> MTBF ... the machine will fail before it can compute anything meaningful
MTBF is statistical though. This can be overcome. Look at it this way. Surely the totality of servers on the Internet would exceed exascale computing power but how many servers fail at any instant in time? Perhaps a few. Ok, but somehow when I surf to my favorite sites, they are almost always up. That means they are doing something to keep them reliable. Such measures may increase the cost of each node but if you want to achieve the necessary uptime in order to finish the job, that would be required.
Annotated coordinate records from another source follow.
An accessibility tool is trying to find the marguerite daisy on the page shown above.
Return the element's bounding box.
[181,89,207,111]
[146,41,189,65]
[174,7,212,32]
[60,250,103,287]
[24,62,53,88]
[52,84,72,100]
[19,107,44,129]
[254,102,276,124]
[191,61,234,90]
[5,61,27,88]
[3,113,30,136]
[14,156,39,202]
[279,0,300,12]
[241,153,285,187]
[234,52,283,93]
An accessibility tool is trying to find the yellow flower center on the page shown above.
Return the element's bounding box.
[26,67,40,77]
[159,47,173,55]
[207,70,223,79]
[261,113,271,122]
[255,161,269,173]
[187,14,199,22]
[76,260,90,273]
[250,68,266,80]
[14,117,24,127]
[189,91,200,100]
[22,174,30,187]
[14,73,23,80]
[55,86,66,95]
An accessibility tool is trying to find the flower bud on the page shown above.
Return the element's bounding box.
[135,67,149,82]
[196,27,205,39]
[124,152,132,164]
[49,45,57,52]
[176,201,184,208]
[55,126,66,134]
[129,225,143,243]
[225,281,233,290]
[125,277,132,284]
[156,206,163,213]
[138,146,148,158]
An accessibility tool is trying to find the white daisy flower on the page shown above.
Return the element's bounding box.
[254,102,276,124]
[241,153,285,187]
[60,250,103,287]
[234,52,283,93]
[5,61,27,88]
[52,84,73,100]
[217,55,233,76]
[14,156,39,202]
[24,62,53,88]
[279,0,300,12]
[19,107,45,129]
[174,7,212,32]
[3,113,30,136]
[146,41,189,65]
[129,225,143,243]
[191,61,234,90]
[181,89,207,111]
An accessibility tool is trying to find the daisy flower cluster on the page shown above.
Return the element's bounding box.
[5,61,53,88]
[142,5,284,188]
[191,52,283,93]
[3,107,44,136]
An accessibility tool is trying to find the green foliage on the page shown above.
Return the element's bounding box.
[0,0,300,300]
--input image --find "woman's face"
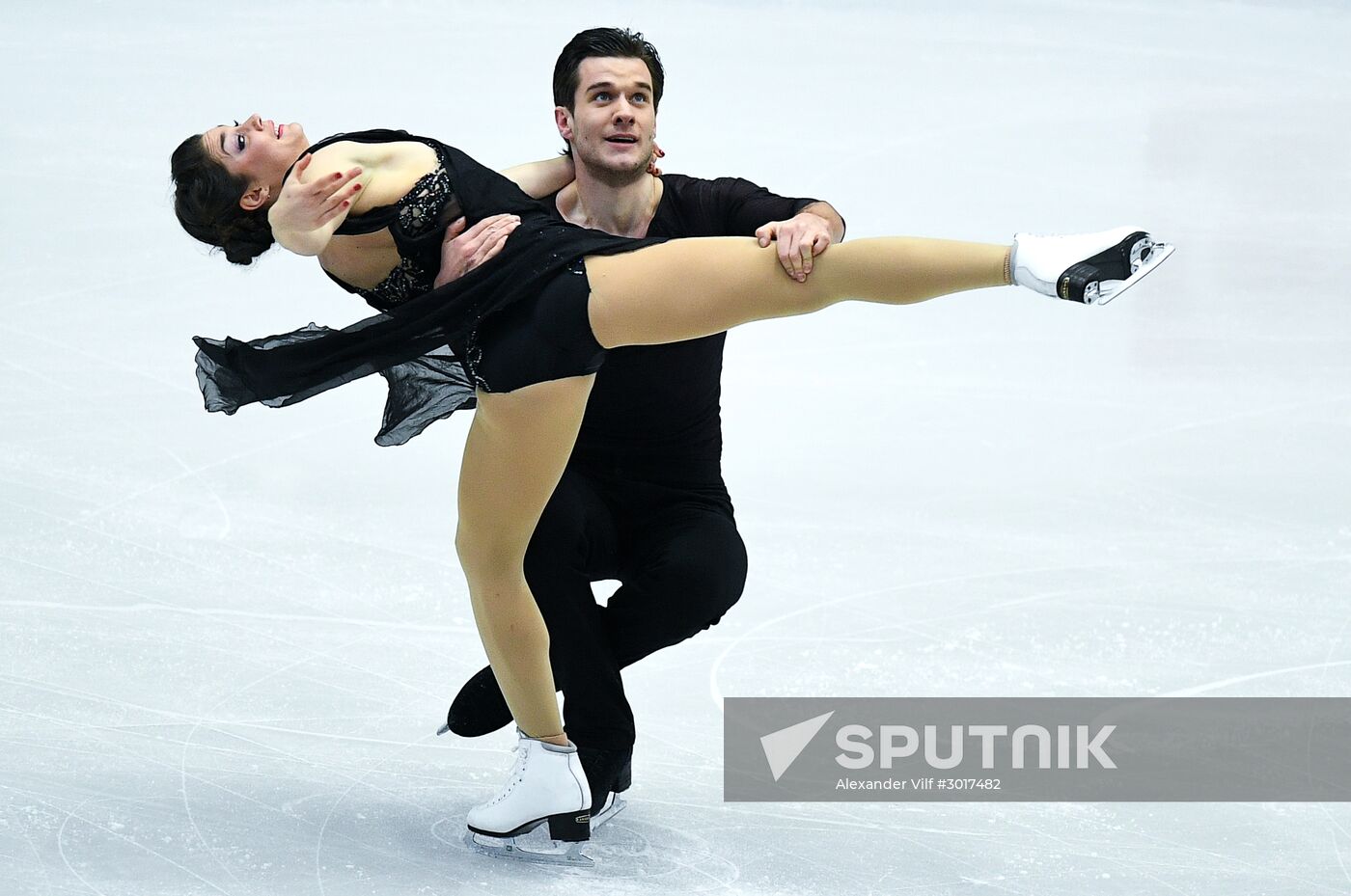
[202,115,310,212]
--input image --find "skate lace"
[487,741,530,805]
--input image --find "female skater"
[175,116,1172,841]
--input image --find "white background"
[0,0,1351,896]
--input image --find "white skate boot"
[1010,227,1174,305]
[465,729,592,866]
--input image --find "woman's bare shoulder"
[305,141,439,214]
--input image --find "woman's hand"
[267,152,362,255]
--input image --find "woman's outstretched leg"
[455,375,594,744]
[587,236,1012,348]
[587,227,1172,348]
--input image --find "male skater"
[438,28,844,816]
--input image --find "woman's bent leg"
[587,236,1010,348]
[455,375,594,743]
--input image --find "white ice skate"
[1012,227,1174,305]
[465,729,593,866]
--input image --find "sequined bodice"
[295,135,463,312]
[357,166,455,311]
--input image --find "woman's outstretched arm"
[267,153,374,255]
[501,155,577,200]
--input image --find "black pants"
[526,466,746,748]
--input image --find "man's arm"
[756,201,844,284]
[703,176,844,282]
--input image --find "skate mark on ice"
[708,564,1107,710]
[1159,660,1351,697]
[57,799,231,896]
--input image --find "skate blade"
[592,794,628,831]
[465,831,595,868]
[1084,237,1176,305]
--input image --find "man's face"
[554,57,656,182]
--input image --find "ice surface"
[0,0,1351,896]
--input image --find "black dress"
[193,129,663,446]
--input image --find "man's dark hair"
[554,28,666,112]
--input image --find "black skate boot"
[577,747,634,829]
[1012,227,1174,305]
[436,665,512,737]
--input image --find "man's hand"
[267,153,361,246]
[756,212,832,284]
[433,214,520,286]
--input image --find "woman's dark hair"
[542,28,666,112]
[169,134,273,264]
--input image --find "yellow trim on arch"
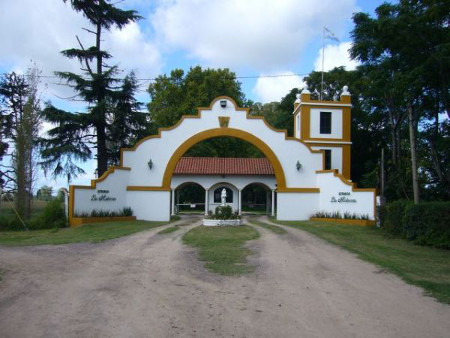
[162,128,286,189]
[120,96,324,166]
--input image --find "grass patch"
[0,221,174,245]
[249,218,287,235]
[273,220,450,304]
[183,226,259,275]
[158,225,180,235]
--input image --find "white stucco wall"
[74,170,131,214]
[310,108,342,138]
[127,191,170,221]
[317,172,375,220]
[69,96,374,221]
[123,100,322,187]
[170,175,277,190]
[277,193,320,221]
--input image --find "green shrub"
[214,205,233,219]
[312,211,369,220]
[404,202,450,249]
[0,214,28,231]
[205,205,240,220]
[27,198,67,230]
[381,200,412,237]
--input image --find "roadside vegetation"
[0,219,176,245]
[272,219,450,304]
[158,225,180,235]
[183,226,259,275]
[248,217,287,235]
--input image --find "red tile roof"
[174,157,275,175]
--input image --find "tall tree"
[0,68,40,218]
[351,0,450,203]
[42,0,140,180]
[108,72,149,165]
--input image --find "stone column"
[272,189,275,216]
[205,189,209,216]
[238,189,242,215]
[170,189,175,216]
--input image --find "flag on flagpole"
[323,26,341,42]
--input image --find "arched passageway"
[172,182,205,214]
[241,182,275,214]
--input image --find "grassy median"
[183,226,259,275]
[248,218,287,235]
[0,221,176,245]
[272,219,450,304]
[158,225,180,235]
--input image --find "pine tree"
[41,0,141,181]
[0,68,40,218]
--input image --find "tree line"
[0,0,450,219]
Node reliability might receive less investment for the sake of keeping nodes compact though. So it comes down to the manufacturers to increase MTBF for all consumers. And assemblers have to be careful not to slam the hardware around
Also, each node or cluster has to be periodically tested or probed to determine whether it is reliable. If a node or cluster can perform a calculation reliably at random times, then the results from the node may be deemed correct. If not, then the circumstances that cause the node to misbehave may have to be worked around or the node has to be replaced. A highly reliable system may emerge.
The exascale system will be built but there may be a limit on the number of nodes that any organization is willing to pony up for because if there is a huge leap of size from the previous #1 system, there is the obvious expense to consider as well as the obsolescence factor as new technology makes the same speed achievable for less only a few years later.